A perspectiva étnica na conjuntura africana também é debatida neste dossiê. Danilo Ferreira da Fonseca analisa no artigo “Etnicidade de hutus e tutsis no Manifesto Hutu de 1957”, a realidade de Ruanda – país situado na região centro-oriental do continente africano –, que mergulhou em intensos conflitos internos após o processo de emancipação política frente ao domínio belga, repercutido principalmente pelo famoso genocídio ocorrido em 1994. O autor destaca o processo de pertencimento, de interação e de conflito acerca da etnicidade dessas duas comunidades ruandesas na segunda metade da década de 1950 na articulação de diferentes projetos de independência pensados para o país.

E, por fim, integra a sequência de publicações desse dossiê, a conferência de Jocélio Teles dos Santos, “Da cultura exótica à ótica das culturas”. Nesta comunicação, o pesquisador analisa o conceito de cultura a partir de suporte teórico embasado por textos de Montaigne, Voltaire e Rousseau, e destaca como tal temática da diferenciação cultural foi produzida pela imprensa, pelos viajantes e pela literatura no Brasil oitocentista.

Vale informar aos leitores e colaboradores que esse primeiro número de 2016 traz um novo projeto gráfico da revista Cadernos de História. Nesse sentido, visando atender melhor a todos os critérios de qualidade para periódicos acadêmicos, estamos nos adaptando às diretrizes colocadas pela CAPES / QUALIS, bem como passamos a utilizar as orientações da NBR 6021 / 2015 da Associação Brasileira de Normas Técnicas – ABNT, seguindo assim a recomendação da Scielo. Agradecemos mais uma vez a equipe do Setor de Revisão da PUC Minas, especialmente, aos professores Gilberto Xavier e Daniella Lopes, e aos estagiários Laila Xavier e Roberto Barcelos. Agradecemos também ao chefe do Departamento de História da PUC Minas, professor Edison Gomes, e ao diretor da Editora PUC Minas, professor Paulo Agostinho Nogueira Baptista. Agradecemos ainda aos membros do Conselho Editorial dos Cadernos de História, especialmente, aos professores Virgínia Maria Trindade Valadares e Rafael Pacheco Mourão. Ressaltamos que todas essas pessoas foram importantíssimas para tornar possível essa publicação.

Portanto, através dos artigos aqui publicados, os Cadernos de História ratificam ser um amplo espaço de discussão acadêmica que contribui com o diálogo transdisciplinar ao reunir nesse número instigantes pesquisas sobre História e Etnicidade. Desejamos a todos uma boa leitura!
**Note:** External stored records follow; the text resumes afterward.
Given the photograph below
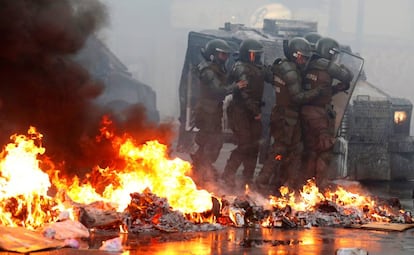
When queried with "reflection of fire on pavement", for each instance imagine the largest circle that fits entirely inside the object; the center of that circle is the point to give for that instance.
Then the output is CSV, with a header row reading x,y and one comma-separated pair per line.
x,y
399,117
154,192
Marcelo de Araújo Rehfeld Cedro – Doutor em Ciências Sociais pela Pontifícia Universidade Católica de Minas Gerais (PUC Minas). Professor do Departamento de História da PUC Minas. Editor Gerente dos Cadernos de História.


CEDRO, Marcelo de Araújo Rehfeld. Apresentação. Cadernos de História. Belo Horizonte, v.17, n.26, 2016. Acessar publicação original [DR]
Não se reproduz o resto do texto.